LETTER: May is ME Awareness month
May is ME Awareness Month and May 12 was International M.E. Awareness Day, which always coincides with the birthday of Florence Nightingale. '¨These events are linked by the likelihood that Florence suffered from a form of ME (myalgic encephalomyelitis) in her later life.
ME, sometimes referred to as Chronic Fatigue Syndrome (CFS), is a complex, debilitating and potentially life-changing disease. It may develop gradually or occur as a result of an acute infection or virus. Diagnosis can be extremely difficult and lengthy and at present there is no clinical cure. It affects at least 250,000 adults and children in this country with over 9,000 new cases being diagnosed every year. It is classified by the World Health Organisation as a “disease of the central nervous system”.
It remains a much-misunderstood disease, often invisible to other people, although if you know anyone who has ME, you will be aware of the devastating effect it can have on someone’s life.
If you have no energy at all, if some days you’re too ill to get out of bed, if it takes you days to recover from a walk to the corner shop, if you’ve been refused welfare benefits - how do you think you would feel? Like someone with ME
Much-needed research into the disease is now being carried out around the world into its causes, diagnosis and ways in which treatment may be improved. But high quality research requires plenty of time and funding to bring forward the results that will benefit people with ME in a practical way. Locally, GPs are able to refer patients to the admirable Southern Derbyshire CFS/ME Service at the Royal Derby Hospital.

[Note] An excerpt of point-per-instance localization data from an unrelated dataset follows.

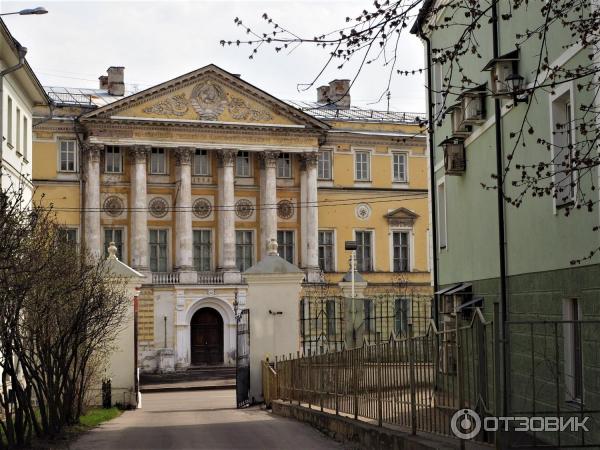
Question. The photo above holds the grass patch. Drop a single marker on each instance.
(96, 416)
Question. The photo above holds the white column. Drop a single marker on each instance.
(268, 194)
(139, 204)
(184, 238)
(93, 241)
(312, 217)
(227, 209)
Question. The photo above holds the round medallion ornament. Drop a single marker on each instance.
(244, 208)
(113, 206)
(363, 211)
(285, 209)
(202, 208)
(158, 207)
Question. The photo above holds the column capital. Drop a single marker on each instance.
(268, 158)
(226, 157)
(138, 153)
(183, 156)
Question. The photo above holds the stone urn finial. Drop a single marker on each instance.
(112, 251)
(272, 248)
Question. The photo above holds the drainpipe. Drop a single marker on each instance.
(432, 187)
(22, 52)
(501, 227)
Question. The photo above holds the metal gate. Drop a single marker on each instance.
(242, 360)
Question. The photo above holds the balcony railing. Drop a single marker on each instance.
(210, 277)
(165, 277)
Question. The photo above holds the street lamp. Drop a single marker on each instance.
(28, 12)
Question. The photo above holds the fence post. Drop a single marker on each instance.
(497, 394)
(413, 388)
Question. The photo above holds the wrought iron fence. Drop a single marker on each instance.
(330, 322)
(414, 381)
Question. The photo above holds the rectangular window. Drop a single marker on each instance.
(400, 167)
(324, 166)
(364, 251)
(284, 165)
(113, 159)
(25, 138)
(401, 312)
(401, 251)
(158, 161)
(68, 156)
(114, 235)
(158, 250)
(369, 316)
(331, 318)
(201, 163)
(244, 249)
(573, 350)
(242, 164)
(19, 149)
(9, 131)
(285, 242)
(563, 163)
(202, 250)
(362, 172)
(441, 215)
(326, 249)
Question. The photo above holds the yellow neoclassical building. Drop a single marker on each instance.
(193, 177)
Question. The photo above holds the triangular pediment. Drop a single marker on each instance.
(401, 216)
(209, 94)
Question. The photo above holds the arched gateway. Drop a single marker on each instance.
(206, 337)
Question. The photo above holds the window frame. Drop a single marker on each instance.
(282, 157)
(405, 154)
(371, 267)
(252, 246)
(106, 158)
(368, 164)
(211, 247)
(165, 161)
(237, 157)
(208, 163)
(321, 165)
(75, 155)
(167, 252)
(287, 245)
(333, 248)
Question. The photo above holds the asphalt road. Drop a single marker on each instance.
(200, 420)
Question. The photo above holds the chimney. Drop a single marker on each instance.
(116, 80)
(337, 94)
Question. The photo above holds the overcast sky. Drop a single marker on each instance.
(157, 41)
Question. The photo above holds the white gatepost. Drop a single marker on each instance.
(274, 287)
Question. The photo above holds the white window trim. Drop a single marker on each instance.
(335, 260)
(213, 245)
(406, 154)
(369, 151)
(250, 166)
(440, 181)
(373, 247)
(552, 97)
(59, 141)
(411, 246)
(331, 151)
(169, 244)
(166, 154)
(567, 363)
(123, 228)
(209, 163)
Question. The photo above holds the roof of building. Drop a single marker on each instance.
(97, 98)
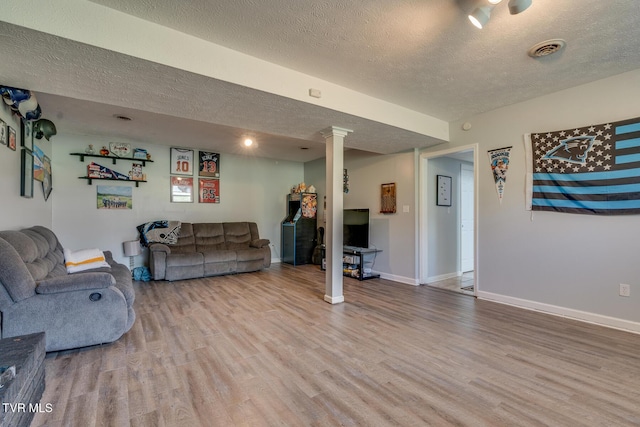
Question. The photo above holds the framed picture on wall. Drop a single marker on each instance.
(11, 132)
(181, 161)
(209, 190)
(3, 132)
(26, 180)
(443, 190)
(26, 136)
(388, 198)
(181, 189)
(209, 164)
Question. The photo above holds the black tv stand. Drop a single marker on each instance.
(357, 262)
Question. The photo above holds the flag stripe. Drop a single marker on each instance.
(619, 181)
(587, 197)
(628, 158)
(633, 127)
(586, 176)
(628, 143)
(604, 189)
(627, 204)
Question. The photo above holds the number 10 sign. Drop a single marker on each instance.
(181, 161)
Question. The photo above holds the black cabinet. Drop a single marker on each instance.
(299, 228)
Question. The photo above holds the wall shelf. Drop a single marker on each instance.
(114, 158)
(111, 179)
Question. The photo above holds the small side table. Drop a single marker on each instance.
(20, 397)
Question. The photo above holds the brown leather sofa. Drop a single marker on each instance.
(210, 249)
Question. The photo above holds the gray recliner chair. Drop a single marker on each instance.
(74, 310)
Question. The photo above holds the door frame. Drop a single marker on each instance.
(423, 232)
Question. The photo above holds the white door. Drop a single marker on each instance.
(466, 217)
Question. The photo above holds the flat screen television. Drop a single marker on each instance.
(356, 228)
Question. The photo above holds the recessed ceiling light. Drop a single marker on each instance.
(546, 48)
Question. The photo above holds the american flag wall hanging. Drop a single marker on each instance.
(589, 170)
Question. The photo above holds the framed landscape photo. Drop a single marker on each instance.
(181, 189)
(443, 190)
(26, 180)
(181, 161)
(12, 143)
(209, 164)
(3, 132)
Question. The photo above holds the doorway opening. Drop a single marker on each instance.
(448, 234)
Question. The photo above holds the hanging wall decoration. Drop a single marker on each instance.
(209, 164)
(209, 190)
(345, 181)
(499, 159)
(589, 170)
(3, 132)
(181, 189)
(388, 198)
(114, 197)
(181, 161)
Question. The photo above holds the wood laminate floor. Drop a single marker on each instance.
(264, 349)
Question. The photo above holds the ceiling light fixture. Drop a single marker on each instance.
(518, 6)
(481, 14)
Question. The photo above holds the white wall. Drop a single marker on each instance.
(443, 222)
(395, 233)
(18, 212)
(563, 263)
(251, 189)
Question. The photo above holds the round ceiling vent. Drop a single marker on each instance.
(546, 48)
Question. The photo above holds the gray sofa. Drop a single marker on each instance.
(74, 310)
(210, 249)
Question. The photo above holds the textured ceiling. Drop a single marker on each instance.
(421, 55)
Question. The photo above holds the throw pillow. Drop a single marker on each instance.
(84, 259)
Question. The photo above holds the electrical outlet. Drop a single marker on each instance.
(625, 290)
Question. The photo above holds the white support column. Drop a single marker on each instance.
(334, 137)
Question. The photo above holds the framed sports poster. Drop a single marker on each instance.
(209, 164)
(209, 190)
(181, 189)
(181, 161)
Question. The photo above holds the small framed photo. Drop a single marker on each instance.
(12, 138)
(181, 161)
(181, 189)
(209, 190)
(3, 132)
(388, 198)
(47, 181)
(209, 164)
(443, 190)
(26, 180)
(26, 135)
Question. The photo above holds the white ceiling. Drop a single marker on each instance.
(417, 55)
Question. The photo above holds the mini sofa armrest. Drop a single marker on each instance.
(75, 282)
(159, 247)
(259, 243)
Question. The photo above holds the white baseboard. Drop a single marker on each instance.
(444, 277)
(584, 316)
(401, 279)
(334, 300)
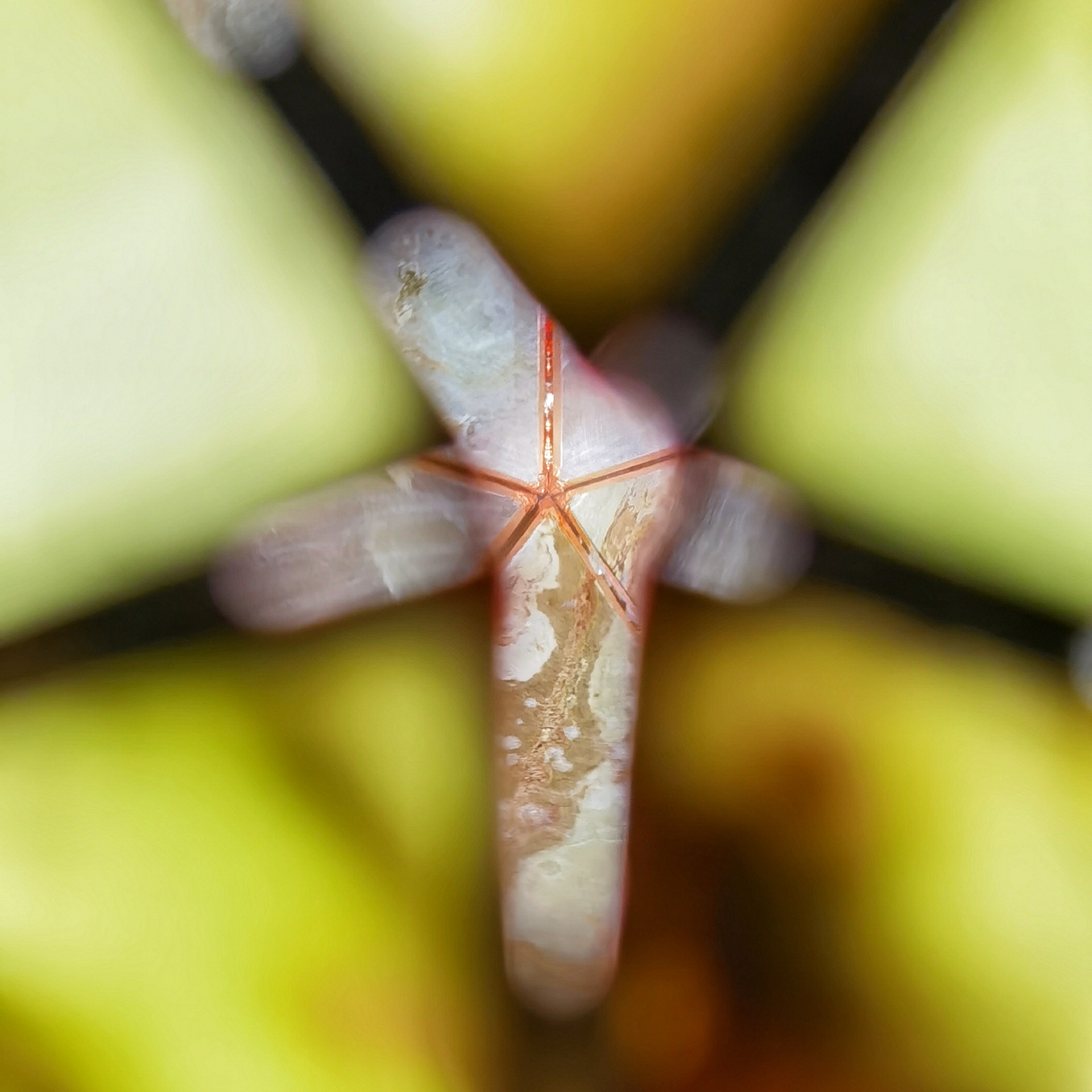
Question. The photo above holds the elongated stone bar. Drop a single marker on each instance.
(596, 469)
(575, 490)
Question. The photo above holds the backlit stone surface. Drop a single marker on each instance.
(574, 490)
(593, 472)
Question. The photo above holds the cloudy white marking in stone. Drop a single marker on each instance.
(555, 757)
(528, 639)
(566, 900)
(612, 690)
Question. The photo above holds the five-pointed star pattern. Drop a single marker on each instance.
(575, 490)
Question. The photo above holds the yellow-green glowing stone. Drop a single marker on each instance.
(922, 366)
(183, 909)
(182, 336)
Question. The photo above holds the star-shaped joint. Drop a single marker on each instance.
(577, 490)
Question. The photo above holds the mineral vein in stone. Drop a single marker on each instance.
(572, 490)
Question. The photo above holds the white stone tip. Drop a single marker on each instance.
(556, 988)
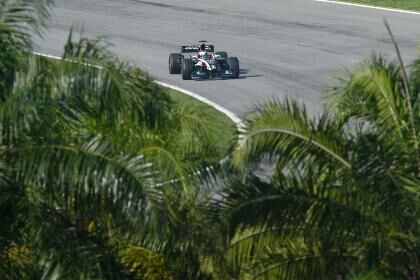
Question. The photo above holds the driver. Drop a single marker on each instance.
(202, 54)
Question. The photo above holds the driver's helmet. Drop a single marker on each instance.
(203, 55)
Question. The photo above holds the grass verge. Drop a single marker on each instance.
(221, 128)
(413, 5)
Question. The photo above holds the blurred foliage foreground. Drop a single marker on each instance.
(101, 177)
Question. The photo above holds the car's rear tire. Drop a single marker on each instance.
(233, 64)
(221, 54)
(175, 63)
(186, 68)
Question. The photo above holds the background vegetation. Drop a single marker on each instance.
(102, 177)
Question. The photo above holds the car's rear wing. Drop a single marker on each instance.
(196, 48)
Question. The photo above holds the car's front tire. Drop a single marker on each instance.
(186, 68)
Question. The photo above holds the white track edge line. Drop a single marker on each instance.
(232, 116)
(370, 7)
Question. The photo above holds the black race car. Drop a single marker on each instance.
(201, 61)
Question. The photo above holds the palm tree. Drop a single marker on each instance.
(342, 196)
(94, 172)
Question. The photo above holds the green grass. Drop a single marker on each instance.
(221, 128)
(413, 5)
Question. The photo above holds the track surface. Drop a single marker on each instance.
(285, 47)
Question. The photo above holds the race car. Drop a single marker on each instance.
(202, 62)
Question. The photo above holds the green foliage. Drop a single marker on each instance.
(102, 176)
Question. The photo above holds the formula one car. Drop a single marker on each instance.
(201, 61)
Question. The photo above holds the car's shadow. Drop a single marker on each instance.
(243, 74)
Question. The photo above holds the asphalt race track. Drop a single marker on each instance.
(285, 47)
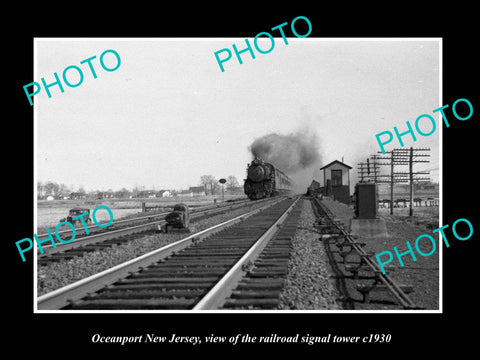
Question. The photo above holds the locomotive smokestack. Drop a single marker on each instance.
(297, 154)
(292, 152)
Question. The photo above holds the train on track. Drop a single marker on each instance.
(265, 180)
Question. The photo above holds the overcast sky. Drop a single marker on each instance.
(168, 114)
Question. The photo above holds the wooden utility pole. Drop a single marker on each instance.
(405, 157)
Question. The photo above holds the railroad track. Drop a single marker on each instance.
(121, 234)
(237, 264)
(146, 217)
(333, 232)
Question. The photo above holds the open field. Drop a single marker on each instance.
(49, 213)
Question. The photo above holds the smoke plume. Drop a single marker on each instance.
(296, 154)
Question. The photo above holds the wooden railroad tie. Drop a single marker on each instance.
(365, 290)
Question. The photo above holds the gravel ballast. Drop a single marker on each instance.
(422, 275)
(62, 273)
(308, 285)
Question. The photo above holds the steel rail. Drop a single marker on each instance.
(60, 298)
(107, 235)
(149, 217)
(399, 294)
(216, 297)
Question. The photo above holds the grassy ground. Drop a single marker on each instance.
(135, 203)
(422, 274)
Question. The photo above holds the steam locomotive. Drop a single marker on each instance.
(264, 180)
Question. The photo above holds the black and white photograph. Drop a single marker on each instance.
(235, 180)
(260, 187)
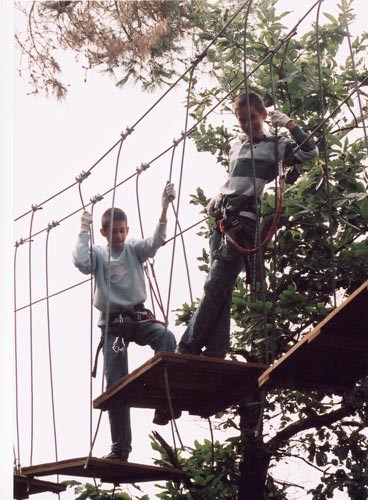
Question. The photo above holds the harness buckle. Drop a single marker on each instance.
(119, 345)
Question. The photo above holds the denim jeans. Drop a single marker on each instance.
(209, 326)
(116, 366)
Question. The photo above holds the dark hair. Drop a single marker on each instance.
(118, 214)
(252, 98)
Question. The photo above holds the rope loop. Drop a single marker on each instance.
(83, 175)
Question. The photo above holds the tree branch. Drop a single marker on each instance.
(314, 421)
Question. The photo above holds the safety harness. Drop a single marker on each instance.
(234, 226)
(119, 324)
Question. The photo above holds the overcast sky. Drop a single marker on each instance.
(54, 143)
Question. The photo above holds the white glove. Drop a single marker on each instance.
(86, 221)
(279, 119)
(168, 195)
(214, 205)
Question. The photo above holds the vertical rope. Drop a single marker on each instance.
(171, 409)
(273, 278)
(49, 342)
(184, 134)
(356, 84)
(106, 327)
(326, 162)
(16, 357)
(34, 208)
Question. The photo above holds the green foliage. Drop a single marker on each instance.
(95, 492)
(212, 468)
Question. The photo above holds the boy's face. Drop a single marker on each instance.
(120, 231)
(252, 127)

ME Derbyshire, a friendly volunteer-run support group has been providing valuable help, information and guidance for people with ME, their families and their carers for over 25 years. Details of the support group’s activities are available on www.me-derbyshire.org.uk or by calling 01332 864120.
A complete cure for everyone with the disease may be some way off but ME Derbyshire continues to provide understanding, friendship and encouragement for those whose quality of life is affected by their distressing and fluctuating symptoms.